Elle relève que la clause d’exclusivité lui est inopposable dès lors qu’elle était tiers au contrat liant l’appelante à la Société Polygone Béziers, et qu’il n’est pas démontré qu’elle ait eu, avant l’introduction de la procédure, connaissance de ladite clause.

Suivant arrêt du 10 novembre 2016, la cour a :

– dit irrecevables les demandes formées à l’encontre de la SNC Polygone Béziers.

– dit n’y avoir lieu à référé relativement aux demandes dirigées contre la société Stell

– dit que la violation par la SAS Polygone Béziers de la clause d’exclusivité caractérisé un trouble manifestement illicite

– ordonné la réouverture des débats à l’audience du 24 avril 2017 en invitant l’appelante à préciser les mesures qu’elle entend voir prescrire en référé en l’état de l’inopposabilité à la société Stell de la clause d’exclusivité et de la demande distincte de provision.
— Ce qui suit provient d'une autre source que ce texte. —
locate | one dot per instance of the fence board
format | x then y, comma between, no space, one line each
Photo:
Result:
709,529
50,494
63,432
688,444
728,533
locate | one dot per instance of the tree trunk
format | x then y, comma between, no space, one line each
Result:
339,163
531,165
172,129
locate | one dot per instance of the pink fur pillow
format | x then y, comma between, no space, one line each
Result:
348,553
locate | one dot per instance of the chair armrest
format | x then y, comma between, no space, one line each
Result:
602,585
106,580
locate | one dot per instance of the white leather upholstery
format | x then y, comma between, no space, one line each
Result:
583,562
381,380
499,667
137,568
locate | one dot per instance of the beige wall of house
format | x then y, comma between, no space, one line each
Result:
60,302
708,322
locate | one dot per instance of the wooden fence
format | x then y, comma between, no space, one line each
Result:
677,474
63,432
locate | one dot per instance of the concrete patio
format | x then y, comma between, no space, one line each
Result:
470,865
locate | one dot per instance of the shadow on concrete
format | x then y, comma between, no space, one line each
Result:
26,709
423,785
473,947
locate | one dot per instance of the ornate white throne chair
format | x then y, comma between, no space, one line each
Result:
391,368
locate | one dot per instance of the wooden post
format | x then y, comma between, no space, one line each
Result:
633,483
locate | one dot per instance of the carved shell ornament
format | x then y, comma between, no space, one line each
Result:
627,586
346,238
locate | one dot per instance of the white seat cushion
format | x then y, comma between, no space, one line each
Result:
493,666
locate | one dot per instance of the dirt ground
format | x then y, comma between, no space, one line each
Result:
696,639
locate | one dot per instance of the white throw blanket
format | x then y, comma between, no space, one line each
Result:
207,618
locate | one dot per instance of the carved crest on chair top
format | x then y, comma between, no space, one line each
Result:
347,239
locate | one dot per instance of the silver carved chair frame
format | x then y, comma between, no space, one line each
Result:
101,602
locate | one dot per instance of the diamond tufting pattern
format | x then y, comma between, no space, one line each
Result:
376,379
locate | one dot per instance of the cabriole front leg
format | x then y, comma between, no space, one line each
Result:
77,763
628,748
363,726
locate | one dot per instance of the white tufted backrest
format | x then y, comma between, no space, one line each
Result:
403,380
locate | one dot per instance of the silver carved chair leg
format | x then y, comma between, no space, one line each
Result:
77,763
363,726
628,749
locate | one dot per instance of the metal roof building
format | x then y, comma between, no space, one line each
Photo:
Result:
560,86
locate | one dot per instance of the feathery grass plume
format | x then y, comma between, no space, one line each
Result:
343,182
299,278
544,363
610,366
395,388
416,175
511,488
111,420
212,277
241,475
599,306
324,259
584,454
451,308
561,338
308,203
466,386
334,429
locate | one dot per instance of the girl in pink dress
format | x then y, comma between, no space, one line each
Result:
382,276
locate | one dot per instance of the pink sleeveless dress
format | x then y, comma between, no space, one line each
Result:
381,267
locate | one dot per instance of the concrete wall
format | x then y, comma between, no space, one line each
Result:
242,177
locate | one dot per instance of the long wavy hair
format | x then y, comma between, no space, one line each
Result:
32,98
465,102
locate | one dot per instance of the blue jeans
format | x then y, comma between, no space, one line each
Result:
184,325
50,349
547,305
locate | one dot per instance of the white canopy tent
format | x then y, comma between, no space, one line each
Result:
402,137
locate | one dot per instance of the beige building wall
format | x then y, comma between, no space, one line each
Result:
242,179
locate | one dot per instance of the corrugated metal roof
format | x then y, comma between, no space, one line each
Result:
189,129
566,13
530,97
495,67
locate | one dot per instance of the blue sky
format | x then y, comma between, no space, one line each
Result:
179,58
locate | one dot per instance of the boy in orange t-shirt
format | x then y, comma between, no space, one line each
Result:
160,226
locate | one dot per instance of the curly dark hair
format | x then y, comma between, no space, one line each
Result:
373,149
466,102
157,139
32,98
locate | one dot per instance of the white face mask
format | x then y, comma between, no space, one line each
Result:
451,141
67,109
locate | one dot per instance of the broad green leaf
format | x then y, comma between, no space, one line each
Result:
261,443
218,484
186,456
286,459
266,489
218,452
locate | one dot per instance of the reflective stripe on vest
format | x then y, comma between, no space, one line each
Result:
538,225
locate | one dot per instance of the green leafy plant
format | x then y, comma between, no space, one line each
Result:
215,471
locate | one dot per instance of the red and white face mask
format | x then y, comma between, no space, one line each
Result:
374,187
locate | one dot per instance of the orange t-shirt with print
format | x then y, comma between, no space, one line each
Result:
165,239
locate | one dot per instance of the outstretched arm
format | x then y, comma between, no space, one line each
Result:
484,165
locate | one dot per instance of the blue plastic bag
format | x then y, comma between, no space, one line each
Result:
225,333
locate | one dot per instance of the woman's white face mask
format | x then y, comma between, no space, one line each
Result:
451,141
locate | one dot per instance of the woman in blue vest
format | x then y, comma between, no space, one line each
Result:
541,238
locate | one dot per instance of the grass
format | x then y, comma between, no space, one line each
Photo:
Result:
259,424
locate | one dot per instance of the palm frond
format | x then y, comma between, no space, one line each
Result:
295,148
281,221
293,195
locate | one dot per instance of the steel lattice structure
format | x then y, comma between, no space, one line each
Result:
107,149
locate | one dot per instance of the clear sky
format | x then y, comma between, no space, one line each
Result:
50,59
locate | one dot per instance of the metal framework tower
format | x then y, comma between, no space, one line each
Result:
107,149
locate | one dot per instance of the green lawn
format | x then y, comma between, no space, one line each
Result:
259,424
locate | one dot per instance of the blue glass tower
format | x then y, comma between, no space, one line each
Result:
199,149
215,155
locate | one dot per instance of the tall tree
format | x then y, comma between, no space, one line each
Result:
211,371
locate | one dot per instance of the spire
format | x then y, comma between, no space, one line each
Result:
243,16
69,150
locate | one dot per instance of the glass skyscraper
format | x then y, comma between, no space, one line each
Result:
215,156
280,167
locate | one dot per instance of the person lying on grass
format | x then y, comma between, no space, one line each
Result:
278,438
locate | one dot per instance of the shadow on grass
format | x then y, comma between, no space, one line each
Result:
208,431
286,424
Par conclusions notifiées le 14 avril 2014, la SASU Béziers Loisirs et la SARL Gauthier Sohm mandataires à la sauvegarde de la SASU Béziers Loisirs demandent à la cour de rejeter la demande de sursis à statuer formée par la société Polygone Bézier, à titre principal condamner celle ci à faire cesser le trouble résultant de l’ouverture d’un pub ‘Au bureau’ sous astreinte de 1000€ par jour de retard, à titre subsidiaire condamner la société Polygone Béziers au paiement d’une provision de 275525€ au titre de la perte de chiffre d’affaires constatée, en toute hypothèse condamner la société Polygone Béziers au paiement de la somme de 5000€ sur le fondement de l’article 700 du code de procédure civile.

Elle fait valoir que le pourvoi en cassation contre l’arrêt du 10 novembre 2016 a été formé par la bailleresse à des fins dilatoires, que le bailleur tenu au respect d’une clause de non concurrence peut être condamné à faire cesser l’activité concurrente d’un autre locataire même si celui ci n’a commis aucune faute dans la violation de cette clause, que subsidiairement peut être de nature à faire cesser le trouble l’allocation d’une provision à valoir que l’indemnisation du préjudice de la SASU Béziers Loisirs dont le chiffre d’affaires au titre de la seule activité ‘ de pub’ a été considérablement réduit à la suite de l’ouverture de l’établissement ‘Au bureau’.

Par conclusions notifiées le 18 avril 2017, la SAS Polygone Béziers sollicite, à titre principal un sursis à statuer dans l’attente de l’issue du pourvoi en cassation formé contre l’arrêt du 10 novembre 2016, à titre subsidiaire le débouté de l’appelante de l’ensemble de ses demandes, plus subsidiairement la compensation entre sa créance et la créance de la SASU Béziers Loisirs à concurrence, tenant leur connexité, en toute hypothèse la condamnation de l’appelante au paiement de la somme de 4000€ sur le fondement de l’article 700 du code de procédure civile.

Elle objecte que :

– l’éventualité d’une cassation de l’arrêt du 10 novembre 2016 est suffisante pour justifier l’opportunité d’un sursis à statuer.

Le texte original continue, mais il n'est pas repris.